In 1909, the Qing government reorganized the National Copper Dollar Bureau, the minting rights were transferred to the central government and the mints were merged into nine branches, Tianjin was the main factory, and the "Mint Charter" was promulgated, and the name of the provincial mint institutions was "A certain mint branch", and the mint branches were uniformly under the jurisdiction of the Tianjin Mint General Factory, and the number of coins minted in each branch was uniformly dispatched and distributed by the household department. Relying on its strong economic foundation, advanced technical equipment and management level, Tianjin established its position as the national currency manufacturing center in the "three unifications" edict of the Qing court.
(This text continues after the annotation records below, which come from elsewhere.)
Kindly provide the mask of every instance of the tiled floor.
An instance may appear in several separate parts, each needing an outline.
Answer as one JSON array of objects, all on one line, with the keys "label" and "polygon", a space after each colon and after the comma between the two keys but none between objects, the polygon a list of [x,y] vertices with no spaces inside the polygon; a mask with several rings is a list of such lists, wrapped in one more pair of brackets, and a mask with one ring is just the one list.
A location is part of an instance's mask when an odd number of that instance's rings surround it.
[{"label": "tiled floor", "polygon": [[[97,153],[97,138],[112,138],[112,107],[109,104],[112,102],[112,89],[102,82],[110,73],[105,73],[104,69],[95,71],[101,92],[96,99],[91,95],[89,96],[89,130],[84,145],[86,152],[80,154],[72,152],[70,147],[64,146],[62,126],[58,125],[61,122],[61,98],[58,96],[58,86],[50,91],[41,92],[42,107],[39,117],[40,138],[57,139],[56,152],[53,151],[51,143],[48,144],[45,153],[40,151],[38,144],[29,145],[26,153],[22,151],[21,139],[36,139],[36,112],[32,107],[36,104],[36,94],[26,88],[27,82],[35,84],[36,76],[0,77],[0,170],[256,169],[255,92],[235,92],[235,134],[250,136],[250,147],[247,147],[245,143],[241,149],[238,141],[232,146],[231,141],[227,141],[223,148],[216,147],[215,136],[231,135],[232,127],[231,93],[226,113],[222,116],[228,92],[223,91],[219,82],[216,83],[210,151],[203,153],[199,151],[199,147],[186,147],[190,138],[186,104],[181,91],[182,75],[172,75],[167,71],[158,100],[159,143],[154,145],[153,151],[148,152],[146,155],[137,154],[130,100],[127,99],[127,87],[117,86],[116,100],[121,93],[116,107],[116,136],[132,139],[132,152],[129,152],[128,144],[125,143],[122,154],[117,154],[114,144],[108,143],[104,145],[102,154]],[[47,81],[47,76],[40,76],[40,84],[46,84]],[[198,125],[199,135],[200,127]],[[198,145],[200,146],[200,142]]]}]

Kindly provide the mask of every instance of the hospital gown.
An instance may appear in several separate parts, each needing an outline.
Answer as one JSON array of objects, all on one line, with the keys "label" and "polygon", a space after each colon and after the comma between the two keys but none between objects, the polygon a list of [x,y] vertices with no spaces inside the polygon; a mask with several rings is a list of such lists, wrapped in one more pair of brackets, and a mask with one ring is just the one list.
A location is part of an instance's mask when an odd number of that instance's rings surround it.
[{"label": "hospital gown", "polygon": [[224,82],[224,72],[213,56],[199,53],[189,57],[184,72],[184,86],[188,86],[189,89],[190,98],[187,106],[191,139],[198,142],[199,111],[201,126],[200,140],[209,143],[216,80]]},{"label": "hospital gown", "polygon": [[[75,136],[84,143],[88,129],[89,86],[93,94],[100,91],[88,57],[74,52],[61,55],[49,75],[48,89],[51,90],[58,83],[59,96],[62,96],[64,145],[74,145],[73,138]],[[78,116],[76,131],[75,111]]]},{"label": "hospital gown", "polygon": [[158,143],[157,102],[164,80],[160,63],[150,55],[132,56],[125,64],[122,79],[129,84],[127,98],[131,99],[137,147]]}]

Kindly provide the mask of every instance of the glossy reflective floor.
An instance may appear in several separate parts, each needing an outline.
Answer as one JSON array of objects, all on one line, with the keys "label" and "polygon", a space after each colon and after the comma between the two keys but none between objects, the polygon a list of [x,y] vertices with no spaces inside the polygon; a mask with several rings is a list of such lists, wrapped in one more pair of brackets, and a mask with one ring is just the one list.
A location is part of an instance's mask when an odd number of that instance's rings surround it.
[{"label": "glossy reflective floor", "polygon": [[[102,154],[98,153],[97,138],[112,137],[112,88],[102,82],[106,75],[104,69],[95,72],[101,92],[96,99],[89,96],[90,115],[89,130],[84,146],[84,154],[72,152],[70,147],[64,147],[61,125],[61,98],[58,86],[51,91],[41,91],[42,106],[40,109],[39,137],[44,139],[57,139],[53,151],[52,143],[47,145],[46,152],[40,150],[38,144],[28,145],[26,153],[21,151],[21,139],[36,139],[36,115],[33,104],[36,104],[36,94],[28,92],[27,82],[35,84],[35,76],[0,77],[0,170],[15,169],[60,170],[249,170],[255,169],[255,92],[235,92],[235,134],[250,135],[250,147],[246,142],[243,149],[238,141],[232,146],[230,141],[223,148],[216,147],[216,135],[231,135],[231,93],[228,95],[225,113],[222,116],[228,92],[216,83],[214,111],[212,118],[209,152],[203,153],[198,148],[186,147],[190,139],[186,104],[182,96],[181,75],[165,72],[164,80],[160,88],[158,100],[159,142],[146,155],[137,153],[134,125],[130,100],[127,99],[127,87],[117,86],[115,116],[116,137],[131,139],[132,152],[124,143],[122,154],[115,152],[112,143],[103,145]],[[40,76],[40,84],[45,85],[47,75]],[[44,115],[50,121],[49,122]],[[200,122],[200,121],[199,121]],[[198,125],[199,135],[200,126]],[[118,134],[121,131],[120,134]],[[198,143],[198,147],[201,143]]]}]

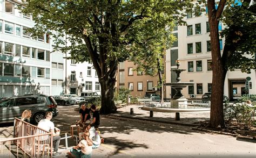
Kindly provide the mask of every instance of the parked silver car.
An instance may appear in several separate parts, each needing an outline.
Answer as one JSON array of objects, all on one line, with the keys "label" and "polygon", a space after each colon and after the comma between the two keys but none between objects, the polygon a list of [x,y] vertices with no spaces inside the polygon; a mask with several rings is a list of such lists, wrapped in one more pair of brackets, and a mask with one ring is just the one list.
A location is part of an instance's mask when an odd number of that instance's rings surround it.
[{"label": "parked silver car", "polygon": [[47,111],[52,112],[53,117],[58,114],[57,103],[51,96],[30,95],[12,97],[0,101],[0,123],[9,123],[14,118],[21,118],[25,110],[31,110],[31,121],[37,124],[45,118]]}]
In 1912, the Du Branch Mint General Factory merged with the Du Branch Mint Jin Factory (formerly the Beiyang Silver Dollar Bureau) and was renamed "Tianjin Mint General Factory of the Ministry of Finance of China". The Yuandu Branch Mint Jin Factory is called the West Factory, which specializes in minting copper dollars; the Yuandu Branch Mint General Factory is called the East Factory, which specializes in minting silver dollars. The factory is well-organized and well-machined, and it is the largest mint in the country. In the third year of the Republic of China (1914), Wu Dingchang, who was then the minister of finance of the Kuomintang government and the superintendent of the Mint, wrote the inscription "Mint General Factory" for the factory. The factory covers an area of 31,916 square meters, the layout was originally a multi-entry courtyard, with east-west arrow road intervals, brick and wood structure, hard hilltop. The main room is five rooms wide in the west, which is a front porch or "hook-up" type. The west side of the wing is three rooms wide, the plane is mostly "concave shaped, and the entrance brick arch ticket gate tower and brick carved ornaments still exist." During the Republic of China period, the Mint also minted a variety of sample coins and commemorative gold and silver coins, such as commemorative coins minted for Sun Yat-sen, Yuan Shikai, Xu Shichang, Cao Kun, Duan Qirui, Zhang Zuolin, Zhang Xueliang and other celebrities and dignitaries. In 1940, the Mint was closed. The General Mint, which has existed for less than 40 years, has an important position and role in China's financial history, it is China's first national mint, and it is also the largest and most advanced mint center in the late Qing Dynasty, which has made great contributions to maintaining financial order and promoting monetary reform.
The Guangxu Yuanbao minted by the Mint General Factory
The official public number of "Shanghai Bank Museum".